Published: 15 January 2016

Veselin Stoimenov

Veselin Stoimenov

By OCCRP

Police are investigating possible financial motives in the shooting death of Bulgarian businessman and alleged former mobster Vesselin “Fat Vesko” Stoimenov, who was killed in a Sofia suburb in the evening of Jan. 7 by unknown assailants.

Stoimenov (53) is believed to be the successor to Georgi Iliev, an organized crime figure and former owner of Premier League Bulgarian soccer team Lokomotiv Plovdiv. Iliev took over the insurance and investment company VIS after his brother, VIS founder Vasil Iliev, was murdered in Sofia in 1995.

Allegedly VIS, (which stands for Vyarnost, Investitsii, Sigurnost – Loyalty, Investments, Security)  fronted for a number of organized crime activities such as contract killings, sale of stolen cars, racketeering and drug trafficking.

The VIS organization was banned in 1994, by which time Vasil Iliev was already believed to be one of the wealthiest men in the Balkans. Police say he began to amass his fortune smuggling petroleum into Serbia to evade the United Nations embargo during the 1990s Bosnian war.

After VIS was banned, it was reorganized as VIS-2 with Georgi Iliev at its helm. In 2005, Georgi Iliev was also murdered by a still-unknown sniper in a restaurant in Sunny Beach, Bulgaria’s largest summer resort on the Black Sea.

Stoimenov, the man killed on Jan. 7, is believed to have been one of the last surviving VIS members who split the Iliev fortune among themselves after the death of the second brother. He was known as the “liquidator of VIS.”

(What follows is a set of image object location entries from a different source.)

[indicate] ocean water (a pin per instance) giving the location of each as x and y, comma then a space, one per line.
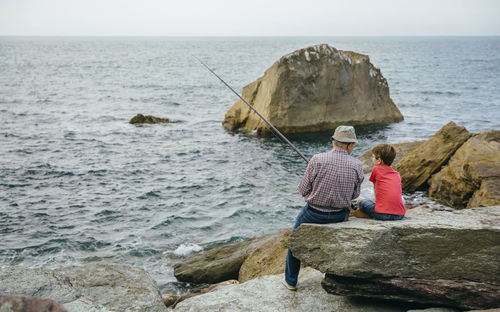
79, 184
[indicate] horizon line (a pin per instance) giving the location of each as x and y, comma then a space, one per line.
270, 36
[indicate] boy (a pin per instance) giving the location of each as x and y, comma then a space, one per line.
388, 203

Stoimenov was shot seven times around 8 pm in a gated upscale residential community and died from a bullet wound in the head. Several hours later, a burnt-out BMW was found in a nearby Sofia district. According to sources of the state-owned Bulgarian National Television (BNT), the BMW had been reported stolen earlier, was used as a getaway vehicle and was set on fire to destroy evidence.

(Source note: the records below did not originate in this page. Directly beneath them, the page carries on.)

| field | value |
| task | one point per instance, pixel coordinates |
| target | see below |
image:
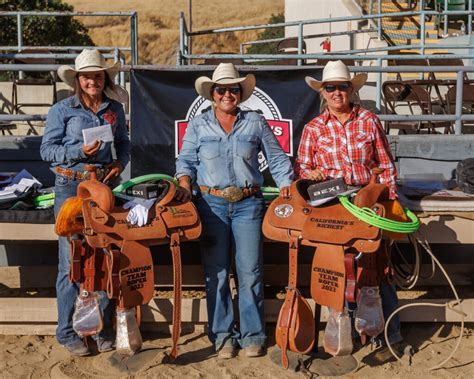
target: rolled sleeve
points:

Pavel Panov, spokesperson of the Sofia City Prosecutor’s Office, told Bulgarian media that Stoimenov was on his way to visit a friend who lived in the gated complex and she was the one who found his body. Panov said that police believe the motive may have been financial after searching various properties, examining security cameras and questioning witnesses.

Konstantin Dimitrov, Deputy Chief of the National Police, said police are continuing to look into his business partners and companies. "Suspicious transfers linked to offshore companies of Vesselin Stoimenov, who is close to the heirs of the VIS-2 group, are the most likely motive for his murder," he said.

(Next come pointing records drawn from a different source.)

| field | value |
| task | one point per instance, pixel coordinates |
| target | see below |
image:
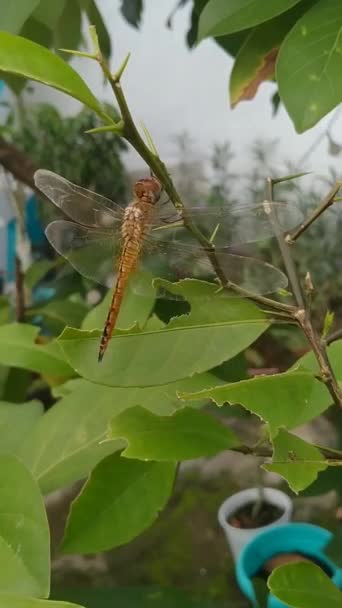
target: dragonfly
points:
(106, 242)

Stoimenov had no criminal record, but is believed to have managed the properties of VIS, mainly several hotels of Georgi Iliev on the Bulgarian Black Sea coast. After 2000, Stoimenov appeared in auctions of seafront property on behalf of companies connected to Georgi Iliev.

He also owned Venis Marine, a company that provided boat tours on the Ropotamo River, which flows into the Black Sea and is a nature reserve.

In April 2014, Stoimenov’s name was involved in a scandal after reports that Venis Marine boats were illegally occupying the boat pier in the Ropotamo reserve despite a prior revocation of its contract to provide the river tours.

The Bulgarian site for investigative journalism Bivol.bg, an OCCRP partner, has closely followed the deeds of Venis Marine in the reserve and published several stories on its illegal activities.

In March 2013, Bivol reported that Venis Marine was involved in illegal construction in the reserve. The government stopped the construction and revoked the boat tours contract. The company, however, continued to operate the tours in 2014 and 2015 and collected the proceeds without paying a concession fee to the state.

According to Bivol, Venis Marine is also the owner of a company linked to drug lord Hristoforos “Taki” Amanatidis, who is a fugitive. Some Bulgarian media reported that Soimenov’s murder could have been a warning for Taki.

However, in an interview for Nova TV, Colonel Botio Botev, former chief of the national police “Serious Crimes” unit, downplayed Stoimenov’s role in VIS. Botev, who at the time was in charge of investigating the murder of Georgi Iliev, said Stoimenov was “in the VIS periphery” when Iliev was running it and later just managed the “investments of other people on the Black Sea coast.”